Art, Science, and Audience

This week we are reading about and discussing “the Public Intellectual.” We read short stories by scientists, browsed scholar’s websites, and watched a TED talk by one of our professors. I wrote the following blog post for an assignment in reaction to these examples and ideas: 

I’ve always been a big hobby-sampler– I do a little bit of a lot of things– and the things I really care about don’t get the time investment it takes to make them great. When I moved out here, the constraints of leaving behind my social network and bringing only what I could fit in within the 50lb checked-bag limit brought me a great opportunity, and I selected a single hobby.

I decided to pursue art in my free time. I minored in art in college, but had mostly done Really Fancy Crafts since I graduated.

portfolioimg dpesvette gridgrowl

The distinction I am drawing between art and crafts isn’t an evaluation of merit, by the way, and I only use it to classify my own work, not others’, but for reference, here’s what I mean. Both art and crafts can be decorative, functional, meaningful, and therapeutic to create, but the design of crafts are informed primarily by another design or a process, where the design of art is informed by my subjective translation of some idea.

Here’s an example of a craft I did.


The photo on the right is of my commissioner with his dad on an old Harley. It’s meaningful and beautiful, but not suited for display because of its size and condition. He wanted to be able to enjoy the image, and I was able to use the photo, a google image search for the name of the bike, and a surprisingly small amount of human judgement to create the painting on the left. The subject, medium, composition, and style reflect only necessity, my aesthetic preferences, and the desires of the guy who paid me :)

Here’s an example of art I made.

harmony (1)

It was physically simpler to make, but the subject, form, media, and style all carry meaning. Here’s a section of the document I used to imagine, refine, and embody an idea into that piece.


You can see that I started with a big, abstract idea (“happiness”) and created a mind map around that idea to settle on a more specific idea I was interested in (“harmony”). At the risk of “explaining the joke,” I’ll explain more of the process to give you an example of how art (as I see it) differs from craft, and perhaps give you a sense of why I find producing art to be rewarding.

I had recently joined a singing group when I made this piece, and was thinking about the human diversity in the group and how it served to build a more complete and beautiful whole in the same way that our musical harmony did. It also took me far out of my comfort zone. So I did some thinking about different dimensions on which humans or ideas can vary. I decided on a matrix design for the concept (I wanted 4 parts, much like we had tenor, lead, baritone, and bass singers), which led me to select two visual dimensions on which the piece could vary. In homage to the abandonment of my habits for new adventures, I forwent my usual style (2 dimensional, monochromatic, representational work) for something I’d never done (3D, full color, abstraction). I designed a bridge shape for the form, to represent the way in which diversity itself can form a link between very different people and how the meeting of each with the others elevates all. The result is 4 sections which start out flat and get taller in the center, where they meet. Diversity is abstracted and visually represented on two dimensions: complexity of structure and breadth of color range.

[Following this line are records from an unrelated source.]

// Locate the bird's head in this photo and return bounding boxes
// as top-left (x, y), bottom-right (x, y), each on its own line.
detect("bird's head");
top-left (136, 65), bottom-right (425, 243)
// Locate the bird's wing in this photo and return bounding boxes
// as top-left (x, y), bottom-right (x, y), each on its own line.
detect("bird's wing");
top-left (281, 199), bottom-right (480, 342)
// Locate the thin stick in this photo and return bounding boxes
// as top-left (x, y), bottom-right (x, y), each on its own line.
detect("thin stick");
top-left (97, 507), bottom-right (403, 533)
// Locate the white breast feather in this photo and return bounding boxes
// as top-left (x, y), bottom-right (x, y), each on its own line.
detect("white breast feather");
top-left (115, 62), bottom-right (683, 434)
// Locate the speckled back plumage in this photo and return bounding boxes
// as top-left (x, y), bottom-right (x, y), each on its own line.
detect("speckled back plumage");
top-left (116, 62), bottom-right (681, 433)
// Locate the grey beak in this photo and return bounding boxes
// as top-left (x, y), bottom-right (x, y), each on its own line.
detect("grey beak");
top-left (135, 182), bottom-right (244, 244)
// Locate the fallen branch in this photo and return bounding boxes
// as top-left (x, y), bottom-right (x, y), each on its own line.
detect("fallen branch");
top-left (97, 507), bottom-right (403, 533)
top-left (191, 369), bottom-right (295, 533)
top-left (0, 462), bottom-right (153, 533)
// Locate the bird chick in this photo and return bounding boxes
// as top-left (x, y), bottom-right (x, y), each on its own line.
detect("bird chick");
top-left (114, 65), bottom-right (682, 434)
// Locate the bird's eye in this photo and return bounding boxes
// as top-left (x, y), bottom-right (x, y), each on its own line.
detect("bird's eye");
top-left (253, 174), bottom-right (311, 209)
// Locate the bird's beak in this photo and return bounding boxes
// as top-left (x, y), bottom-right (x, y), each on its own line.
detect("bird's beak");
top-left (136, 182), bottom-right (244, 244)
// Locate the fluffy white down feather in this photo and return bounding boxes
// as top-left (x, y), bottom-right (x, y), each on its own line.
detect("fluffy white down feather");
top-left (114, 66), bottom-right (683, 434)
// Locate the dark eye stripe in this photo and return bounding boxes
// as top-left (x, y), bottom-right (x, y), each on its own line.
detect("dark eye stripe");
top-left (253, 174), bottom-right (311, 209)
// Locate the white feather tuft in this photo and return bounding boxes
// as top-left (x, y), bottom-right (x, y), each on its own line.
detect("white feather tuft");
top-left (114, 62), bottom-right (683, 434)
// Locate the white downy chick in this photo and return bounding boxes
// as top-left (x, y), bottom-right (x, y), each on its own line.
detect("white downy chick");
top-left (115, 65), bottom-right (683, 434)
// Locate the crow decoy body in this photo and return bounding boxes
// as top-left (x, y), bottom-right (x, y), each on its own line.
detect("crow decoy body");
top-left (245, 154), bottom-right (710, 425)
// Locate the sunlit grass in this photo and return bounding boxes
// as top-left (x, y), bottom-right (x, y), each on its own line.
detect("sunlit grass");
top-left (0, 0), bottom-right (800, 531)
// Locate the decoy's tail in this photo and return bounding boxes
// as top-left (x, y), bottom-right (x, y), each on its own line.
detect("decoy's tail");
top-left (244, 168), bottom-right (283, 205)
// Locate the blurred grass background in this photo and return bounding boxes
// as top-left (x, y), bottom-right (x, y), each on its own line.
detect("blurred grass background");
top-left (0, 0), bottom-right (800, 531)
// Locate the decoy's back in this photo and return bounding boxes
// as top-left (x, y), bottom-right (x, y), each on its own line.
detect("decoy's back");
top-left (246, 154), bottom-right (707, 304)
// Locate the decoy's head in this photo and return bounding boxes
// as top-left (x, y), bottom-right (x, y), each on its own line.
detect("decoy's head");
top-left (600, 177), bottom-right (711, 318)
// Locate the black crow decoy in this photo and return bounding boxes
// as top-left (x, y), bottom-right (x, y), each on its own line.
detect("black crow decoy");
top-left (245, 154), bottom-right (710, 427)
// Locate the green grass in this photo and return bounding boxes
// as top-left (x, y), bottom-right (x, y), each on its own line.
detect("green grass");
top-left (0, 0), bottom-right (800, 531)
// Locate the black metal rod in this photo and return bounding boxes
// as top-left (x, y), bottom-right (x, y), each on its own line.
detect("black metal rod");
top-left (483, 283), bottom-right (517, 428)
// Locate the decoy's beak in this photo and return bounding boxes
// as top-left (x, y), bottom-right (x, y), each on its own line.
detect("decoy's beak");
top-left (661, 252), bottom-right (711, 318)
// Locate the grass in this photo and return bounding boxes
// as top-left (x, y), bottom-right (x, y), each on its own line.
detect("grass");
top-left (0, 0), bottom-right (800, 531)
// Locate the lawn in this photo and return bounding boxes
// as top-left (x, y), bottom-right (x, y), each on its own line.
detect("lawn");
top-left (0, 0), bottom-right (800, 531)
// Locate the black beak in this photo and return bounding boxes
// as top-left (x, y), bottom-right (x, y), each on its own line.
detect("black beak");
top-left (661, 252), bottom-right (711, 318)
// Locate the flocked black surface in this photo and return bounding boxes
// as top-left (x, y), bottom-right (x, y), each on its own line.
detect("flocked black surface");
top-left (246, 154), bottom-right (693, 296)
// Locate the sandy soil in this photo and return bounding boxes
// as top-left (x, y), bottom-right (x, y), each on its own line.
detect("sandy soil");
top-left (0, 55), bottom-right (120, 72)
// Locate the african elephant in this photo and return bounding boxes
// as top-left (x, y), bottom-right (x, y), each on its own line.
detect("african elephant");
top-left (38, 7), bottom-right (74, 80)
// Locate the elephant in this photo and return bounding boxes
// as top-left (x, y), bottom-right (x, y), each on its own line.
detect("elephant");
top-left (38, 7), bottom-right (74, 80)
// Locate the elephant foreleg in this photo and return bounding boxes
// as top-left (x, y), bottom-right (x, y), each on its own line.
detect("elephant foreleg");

Now did I expect the audience at that show to look at that and go, “oh! she must belong to an a cappella group?” Of course not :). I want to take my experience and perspective, bring it into a form that evokes these ideas and feelings in me, and allow others to see what they want in it, from their perspectives and experience. That way, as long as I take responsibility to make it maximally true of me, there’s a chance that someone else can see it and think or feel something true of them, and in that moment is the connection I am looking for.

All of that to say, although I enjoy the process and respect the skills required for crafts, I missed the creative thought, iterative meaning-making, and attempt to connect that is part of art.  When I moved, I committed to making that my hobby. Because my thoughts and experiences and perspectives now are so thoroughly informed by and immersed in the thought and science of graduate school, I am making art that responds to and reflects on that experience. Here’s my current work in progress: a 7-foot tall, nontraditional embroidery piece with the working title “Grasp.”

My hope, which I admit is lofty and far out of reach at the moment, is for the art I am making now to be a part of my public scholar profile, to be another avenue to communicate my findings, and to be a jumping off point to discuss the subjective experience of doing science.

Scientists do their best to expand human knowledge and share what they learn, but have to accept the likelihood of an overwhelming majority misunderstanding or not caring about that knowledge much of the time. Artists and scientists, in that way, are very similar and, I think, brave.